National Policy - Assessment

Assessment

The assessment of the National Policy is mixed. In general, economists argue that it increased prices and lowered Canada's efficiency and ability to compete in the world. By not becoming merged into the larger, more efficient American economy, Canada built too many monopolistic firms, and too many small inefficient factories with high prices for consumers. The overall impact was not large because the policy applied only to the manufacturing sector, which played a relatively small role, compared to agriculture, fishing, transportation, mining, lumbering and services, which were not affected by the National Policy. Historians tend to see the policy in a more positive light, viewing it as a necessary expense to create a unified nation independent of the United States.

In the years right after the policy was introduced, Canada experienced the same type of economic boom that many other nations experienced, as well as the construction of a manufacturing base and the development of the nation, which is generally what the Tories and economic nationalists use to justify the policy. However, Canada also suffered a net population outflow, as more people emigrated out of Canada (usually for the United States), than arrived as immigrants.

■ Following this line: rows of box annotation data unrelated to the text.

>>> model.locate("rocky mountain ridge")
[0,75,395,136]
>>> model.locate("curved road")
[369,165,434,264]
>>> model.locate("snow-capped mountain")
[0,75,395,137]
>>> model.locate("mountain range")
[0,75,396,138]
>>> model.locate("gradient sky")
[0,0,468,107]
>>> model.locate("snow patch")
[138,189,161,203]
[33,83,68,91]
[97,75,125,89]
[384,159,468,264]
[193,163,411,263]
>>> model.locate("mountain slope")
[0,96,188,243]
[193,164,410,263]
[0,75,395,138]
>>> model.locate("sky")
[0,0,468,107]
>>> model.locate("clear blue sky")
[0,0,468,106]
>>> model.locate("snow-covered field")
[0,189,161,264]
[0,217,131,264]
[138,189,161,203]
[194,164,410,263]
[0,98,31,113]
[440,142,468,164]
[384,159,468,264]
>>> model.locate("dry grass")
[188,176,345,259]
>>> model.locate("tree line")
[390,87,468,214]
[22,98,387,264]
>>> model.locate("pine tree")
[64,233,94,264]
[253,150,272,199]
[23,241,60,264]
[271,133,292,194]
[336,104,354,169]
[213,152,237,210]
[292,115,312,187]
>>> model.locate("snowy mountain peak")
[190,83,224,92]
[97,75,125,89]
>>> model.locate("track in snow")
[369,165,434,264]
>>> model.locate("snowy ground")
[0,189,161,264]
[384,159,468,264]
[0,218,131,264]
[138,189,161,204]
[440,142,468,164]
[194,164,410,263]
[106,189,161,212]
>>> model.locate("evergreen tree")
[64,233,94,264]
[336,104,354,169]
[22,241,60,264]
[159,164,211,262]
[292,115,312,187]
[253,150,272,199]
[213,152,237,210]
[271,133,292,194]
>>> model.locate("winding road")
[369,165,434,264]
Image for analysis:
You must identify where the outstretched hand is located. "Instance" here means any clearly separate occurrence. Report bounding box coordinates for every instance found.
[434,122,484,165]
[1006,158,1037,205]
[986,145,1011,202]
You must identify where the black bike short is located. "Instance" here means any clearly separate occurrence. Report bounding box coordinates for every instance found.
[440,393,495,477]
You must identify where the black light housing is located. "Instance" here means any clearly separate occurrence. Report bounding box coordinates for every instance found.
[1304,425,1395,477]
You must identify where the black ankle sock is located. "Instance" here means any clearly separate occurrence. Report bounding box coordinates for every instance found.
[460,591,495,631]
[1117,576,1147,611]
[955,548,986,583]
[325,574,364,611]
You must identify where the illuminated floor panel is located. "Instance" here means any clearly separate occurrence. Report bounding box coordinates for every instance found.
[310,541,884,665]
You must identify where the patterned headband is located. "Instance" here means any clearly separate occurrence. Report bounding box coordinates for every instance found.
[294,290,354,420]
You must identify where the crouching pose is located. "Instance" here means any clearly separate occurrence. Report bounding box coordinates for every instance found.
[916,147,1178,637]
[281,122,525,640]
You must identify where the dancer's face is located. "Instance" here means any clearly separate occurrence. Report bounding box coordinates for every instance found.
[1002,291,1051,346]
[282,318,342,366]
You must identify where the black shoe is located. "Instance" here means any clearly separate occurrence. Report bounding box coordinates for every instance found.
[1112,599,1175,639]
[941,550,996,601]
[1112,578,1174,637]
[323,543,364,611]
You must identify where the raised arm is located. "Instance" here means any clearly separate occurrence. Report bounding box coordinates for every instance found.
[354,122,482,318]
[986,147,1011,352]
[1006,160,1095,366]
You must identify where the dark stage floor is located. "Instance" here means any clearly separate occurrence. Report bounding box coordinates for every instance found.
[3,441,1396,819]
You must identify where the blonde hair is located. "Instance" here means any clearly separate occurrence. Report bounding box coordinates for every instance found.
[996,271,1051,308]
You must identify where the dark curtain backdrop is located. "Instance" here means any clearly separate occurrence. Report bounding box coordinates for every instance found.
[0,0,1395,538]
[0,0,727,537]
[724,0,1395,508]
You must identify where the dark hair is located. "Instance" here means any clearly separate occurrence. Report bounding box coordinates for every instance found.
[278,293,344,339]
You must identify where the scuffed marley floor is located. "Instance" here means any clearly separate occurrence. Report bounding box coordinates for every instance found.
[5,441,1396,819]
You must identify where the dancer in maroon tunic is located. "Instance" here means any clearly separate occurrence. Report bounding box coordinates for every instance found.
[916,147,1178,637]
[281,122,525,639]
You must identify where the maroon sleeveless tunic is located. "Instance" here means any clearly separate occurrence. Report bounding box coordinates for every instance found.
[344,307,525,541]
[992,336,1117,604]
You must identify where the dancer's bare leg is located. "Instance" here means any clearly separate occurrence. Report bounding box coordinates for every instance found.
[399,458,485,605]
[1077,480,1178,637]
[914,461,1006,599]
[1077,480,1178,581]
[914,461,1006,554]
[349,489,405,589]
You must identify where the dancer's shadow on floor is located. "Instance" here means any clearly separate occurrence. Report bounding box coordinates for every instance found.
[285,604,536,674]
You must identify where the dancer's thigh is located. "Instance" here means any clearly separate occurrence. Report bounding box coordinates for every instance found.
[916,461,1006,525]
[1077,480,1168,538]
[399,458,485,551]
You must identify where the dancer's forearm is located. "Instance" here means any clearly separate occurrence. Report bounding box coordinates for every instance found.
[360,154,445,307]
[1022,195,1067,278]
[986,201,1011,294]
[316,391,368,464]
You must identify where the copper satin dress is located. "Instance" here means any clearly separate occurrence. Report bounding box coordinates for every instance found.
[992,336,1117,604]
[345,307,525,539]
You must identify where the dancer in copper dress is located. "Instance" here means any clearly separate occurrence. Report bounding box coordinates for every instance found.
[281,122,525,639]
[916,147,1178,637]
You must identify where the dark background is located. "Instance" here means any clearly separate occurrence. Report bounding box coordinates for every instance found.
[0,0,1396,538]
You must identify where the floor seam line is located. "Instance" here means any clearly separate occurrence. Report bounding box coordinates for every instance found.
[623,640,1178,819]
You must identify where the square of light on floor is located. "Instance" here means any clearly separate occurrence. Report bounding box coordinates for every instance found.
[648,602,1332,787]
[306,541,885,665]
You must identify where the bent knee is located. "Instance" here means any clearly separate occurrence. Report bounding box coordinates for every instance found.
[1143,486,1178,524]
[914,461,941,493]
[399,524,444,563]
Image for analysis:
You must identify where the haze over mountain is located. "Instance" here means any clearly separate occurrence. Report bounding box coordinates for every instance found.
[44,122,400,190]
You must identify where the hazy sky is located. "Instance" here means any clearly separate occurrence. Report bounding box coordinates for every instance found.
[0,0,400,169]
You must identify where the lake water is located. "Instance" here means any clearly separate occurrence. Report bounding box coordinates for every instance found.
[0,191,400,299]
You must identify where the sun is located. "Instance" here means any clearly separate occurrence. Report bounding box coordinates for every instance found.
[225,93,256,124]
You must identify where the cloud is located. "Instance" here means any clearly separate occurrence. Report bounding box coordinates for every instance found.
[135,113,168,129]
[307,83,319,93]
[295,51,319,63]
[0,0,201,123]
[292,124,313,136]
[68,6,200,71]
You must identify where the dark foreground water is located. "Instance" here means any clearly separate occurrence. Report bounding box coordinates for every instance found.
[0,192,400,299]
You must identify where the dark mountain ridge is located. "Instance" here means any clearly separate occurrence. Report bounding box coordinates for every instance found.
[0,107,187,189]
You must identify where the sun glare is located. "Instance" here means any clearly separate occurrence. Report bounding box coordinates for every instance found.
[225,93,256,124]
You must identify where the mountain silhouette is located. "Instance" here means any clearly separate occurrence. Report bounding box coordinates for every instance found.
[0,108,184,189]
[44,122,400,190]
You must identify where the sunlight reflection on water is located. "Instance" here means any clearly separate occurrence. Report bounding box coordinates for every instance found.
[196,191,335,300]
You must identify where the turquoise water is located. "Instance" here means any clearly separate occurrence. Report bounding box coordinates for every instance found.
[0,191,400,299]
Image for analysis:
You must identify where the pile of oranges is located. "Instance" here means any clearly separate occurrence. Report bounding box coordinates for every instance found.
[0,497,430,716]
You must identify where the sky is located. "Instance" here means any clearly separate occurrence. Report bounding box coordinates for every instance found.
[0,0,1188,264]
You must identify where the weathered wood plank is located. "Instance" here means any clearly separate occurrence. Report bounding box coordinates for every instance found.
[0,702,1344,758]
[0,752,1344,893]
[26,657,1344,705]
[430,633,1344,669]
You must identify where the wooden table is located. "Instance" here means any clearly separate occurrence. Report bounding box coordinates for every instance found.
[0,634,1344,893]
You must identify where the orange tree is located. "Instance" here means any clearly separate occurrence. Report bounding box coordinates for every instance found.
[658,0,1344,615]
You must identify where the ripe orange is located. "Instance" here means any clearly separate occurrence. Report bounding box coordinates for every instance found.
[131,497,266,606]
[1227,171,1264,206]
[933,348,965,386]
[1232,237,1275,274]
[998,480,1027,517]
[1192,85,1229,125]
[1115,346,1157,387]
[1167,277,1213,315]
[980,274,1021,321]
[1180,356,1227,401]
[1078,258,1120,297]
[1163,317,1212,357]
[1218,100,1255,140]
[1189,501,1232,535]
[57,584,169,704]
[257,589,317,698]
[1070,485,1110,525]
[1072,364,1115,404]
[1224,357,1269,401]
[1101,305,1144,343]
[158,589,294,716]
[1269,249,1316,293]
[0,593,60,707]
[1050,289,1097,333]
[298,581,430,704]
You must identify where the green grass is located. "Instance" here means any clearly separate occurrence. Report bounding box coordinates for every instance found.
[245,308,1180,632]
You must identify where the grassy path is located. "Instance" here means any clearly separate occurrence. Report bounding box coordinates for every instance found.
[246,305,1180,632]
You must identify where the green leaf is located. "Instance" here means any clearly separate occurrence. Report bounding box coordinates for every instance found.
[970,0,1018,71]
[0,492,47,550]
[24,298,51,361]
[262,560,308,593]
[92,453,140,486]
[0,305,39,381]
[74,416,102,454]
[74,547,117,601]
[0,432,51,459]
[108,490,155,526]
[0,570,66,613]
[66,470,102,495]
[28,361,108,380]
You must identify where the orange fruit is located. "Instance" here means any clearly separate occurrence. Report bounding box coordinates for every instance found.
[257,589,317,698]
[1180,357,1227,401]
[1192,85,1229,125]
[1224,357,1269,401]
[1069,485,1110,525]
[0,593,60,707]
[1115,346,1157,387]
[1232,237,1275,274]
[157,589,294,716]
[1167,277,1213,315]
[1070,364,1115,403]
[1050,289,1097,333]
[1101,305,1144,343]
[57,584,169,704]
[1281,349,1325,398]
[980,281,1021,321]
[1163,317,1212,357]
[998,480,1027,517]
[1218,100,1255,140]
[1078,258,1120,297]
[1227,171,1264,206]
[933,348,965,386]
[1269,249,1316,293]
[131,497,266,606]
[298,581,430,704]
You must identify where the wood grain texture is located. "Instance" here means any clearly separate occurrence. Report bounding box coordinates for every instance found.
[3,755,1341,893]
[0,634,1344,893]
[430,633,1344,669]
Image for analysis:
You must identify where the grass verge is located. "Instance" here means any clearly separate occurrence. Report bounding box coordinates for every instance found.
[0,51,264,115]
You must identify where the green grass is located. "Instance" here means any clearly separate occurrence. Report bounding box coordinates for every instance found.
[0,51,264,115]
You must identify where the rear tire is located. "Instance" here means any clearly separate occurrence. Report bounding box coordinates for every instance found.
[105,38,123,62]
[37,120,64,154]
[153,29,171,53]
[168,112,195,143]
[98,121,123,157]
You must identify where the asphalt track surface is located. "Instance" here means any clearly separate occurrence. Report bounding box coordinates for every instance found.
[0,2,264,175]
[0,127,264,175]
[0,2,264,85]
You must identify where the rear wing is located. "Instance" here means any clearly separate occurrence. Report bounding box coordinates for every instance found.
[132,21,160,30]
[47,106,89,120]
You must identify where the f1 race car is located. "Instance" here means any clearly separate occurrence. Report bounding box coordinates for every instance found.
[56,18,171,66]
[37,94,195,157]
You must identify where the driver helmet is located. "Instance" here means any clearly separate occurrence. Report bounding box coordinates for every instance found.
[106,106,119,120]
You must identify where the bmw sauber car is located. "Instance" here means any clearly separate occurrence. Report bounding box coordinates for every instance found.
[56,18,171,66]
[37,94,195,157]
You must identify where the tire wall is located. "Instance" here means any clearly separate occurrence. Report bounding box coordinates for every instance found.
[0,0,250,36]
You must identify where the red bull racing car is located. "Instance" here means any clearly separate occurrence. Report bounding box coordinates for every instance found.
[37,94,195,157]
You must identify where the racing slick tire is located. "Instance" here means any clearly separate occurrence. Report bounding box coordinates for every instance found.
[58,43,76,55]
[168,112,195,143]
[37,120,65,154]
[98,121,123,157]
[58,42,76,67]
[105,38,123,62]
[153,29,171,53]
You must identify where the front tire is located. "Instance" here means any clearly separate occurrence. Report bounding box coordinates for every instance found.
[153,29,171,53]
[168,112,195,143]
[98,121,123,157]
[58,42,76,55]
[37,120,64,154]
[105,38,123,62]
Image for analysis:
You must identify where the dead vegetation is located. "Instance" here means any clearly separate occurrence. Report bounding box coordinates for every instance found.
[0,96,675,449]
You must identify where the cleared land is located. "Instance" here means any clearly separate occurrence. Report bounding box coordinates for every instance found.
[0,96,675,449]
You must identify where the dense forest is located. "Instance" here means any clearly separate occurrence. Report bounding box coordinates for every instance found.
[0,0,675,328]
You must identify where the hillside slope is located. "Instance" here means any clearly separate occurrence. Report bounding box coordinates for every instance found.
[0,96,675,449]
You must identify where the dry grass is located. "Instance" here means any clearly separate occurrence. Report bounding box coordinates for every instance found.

Eden and Molot (1993) argue that there have been three national policies in Canada: the "National Policy" of defensive expansionism, 1867–1940; compensatory liberalism, 1941–81; and market liberalism, starting in 1982. The defensive expansion phase relied on the tariff, railway construction, and land settlement to build the country. The second national policy combined a commitment to the GATT system, Keynesian macroeconomic policies, and the construction of a domestic social welfare net. Current national policy relies on Canada-US free trade and NAFTA free trade, market-based policies, and fiscal restraint. They argue for a fourth policy called "strategic integration." It would consist of free trade, both external and internal; the building of a national telecommunications infrastructure based on the development and diffusion of information technologies; and human capital development.